Do you think he’s sick of hearing that he won a Super Bowl with another coach’s players? Do you think he’d relish the kind of autonomy he’d likely have in Washington, which would be a departure from the democracy that the Steelers organization has always been (even under The Emperor Noll)?

  • Do you think he’d feel flattered by the kind of money Daniel Snyder would no doubt throw at him?

Daniel Snyder isn’t an easy man to work for, and the Redskins, a once-proud franchise, have been an ongoing joke for a very long time. But money talks. Also, Mike Tomlin, like most head coaches, has a huge ego. You don’t think he’d like the challenge of turning the Redskins around? He wouldn’t have to deal with the criticisms of those who think he only benefited from the furniture that the last tenant left behind.

It would be his show. It would be his vision.

  • And for many Steelers fans, it would be a new era in Pittsburgh, one that they’ve been calling for for many years.

“It all starts with the coaches,” many fans are fond of saying. And, for so many, it begins and ends with the head coach. It’s never the players fault. The other team gets no credit.

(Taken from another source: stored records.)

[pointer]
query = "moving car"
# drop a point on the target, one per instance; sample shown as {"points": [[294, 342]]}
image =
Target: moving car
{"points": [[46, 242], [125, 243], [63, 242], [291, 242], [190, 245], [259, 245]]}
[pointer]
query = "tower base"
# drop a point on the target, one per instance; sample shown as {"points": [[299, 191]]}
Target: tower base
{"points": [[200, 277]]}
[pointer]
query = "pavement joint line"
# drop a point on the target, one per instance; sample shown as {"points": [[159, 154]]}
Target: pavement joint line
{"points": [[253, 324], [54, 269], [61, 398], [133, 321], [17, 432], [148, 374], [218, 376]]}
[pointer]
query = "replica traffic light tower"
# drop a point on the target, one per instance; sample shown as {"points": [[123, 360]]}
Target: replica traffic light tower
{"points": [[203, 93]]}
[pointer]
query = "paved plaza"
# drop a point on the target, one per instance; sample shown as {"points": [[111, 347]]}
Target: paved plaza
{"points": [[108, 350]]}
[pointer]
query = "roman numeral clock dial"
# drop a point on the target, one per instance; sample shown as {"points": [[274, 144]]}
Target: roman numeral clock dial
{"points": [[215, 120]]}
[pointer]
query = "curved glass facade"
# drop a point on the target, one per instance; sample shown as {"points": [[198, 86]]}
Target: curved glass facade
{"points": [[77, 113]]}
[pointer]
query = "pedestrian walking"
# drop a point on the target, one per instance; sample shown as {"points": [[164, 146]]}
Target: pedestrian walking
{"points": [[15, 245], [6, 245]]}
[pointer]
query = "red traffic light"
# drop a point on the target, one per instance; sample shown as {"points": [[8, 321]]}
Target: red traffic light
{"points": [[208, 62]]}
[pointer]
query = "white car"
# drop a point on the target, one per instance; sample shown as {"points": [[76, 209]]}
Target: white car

If you have the right man in place, you’ll win. (Never mind that, when asked about the Steelers remarkable run of success since 1969, Dan Rooney always insisted that it started with the players.) 

According to many Tomlin critics, he’s never been the right man for the Steelers head coaching job.

  • Maybe the Rooneys are starting to feel the same way. Maybe Tomlin is, too.

Right now the tea leaf reading from several of the team’s most trusted beat writers, you know, guys who actually know and talk to the people whose opinions count on a regular if not daily basis, are telling us that the rumors are ridiculous. 

But come early January, Steelers Nation will find out if those rumors about Mike Tomlin to the Washington Redskins aren’t so crazy, after all.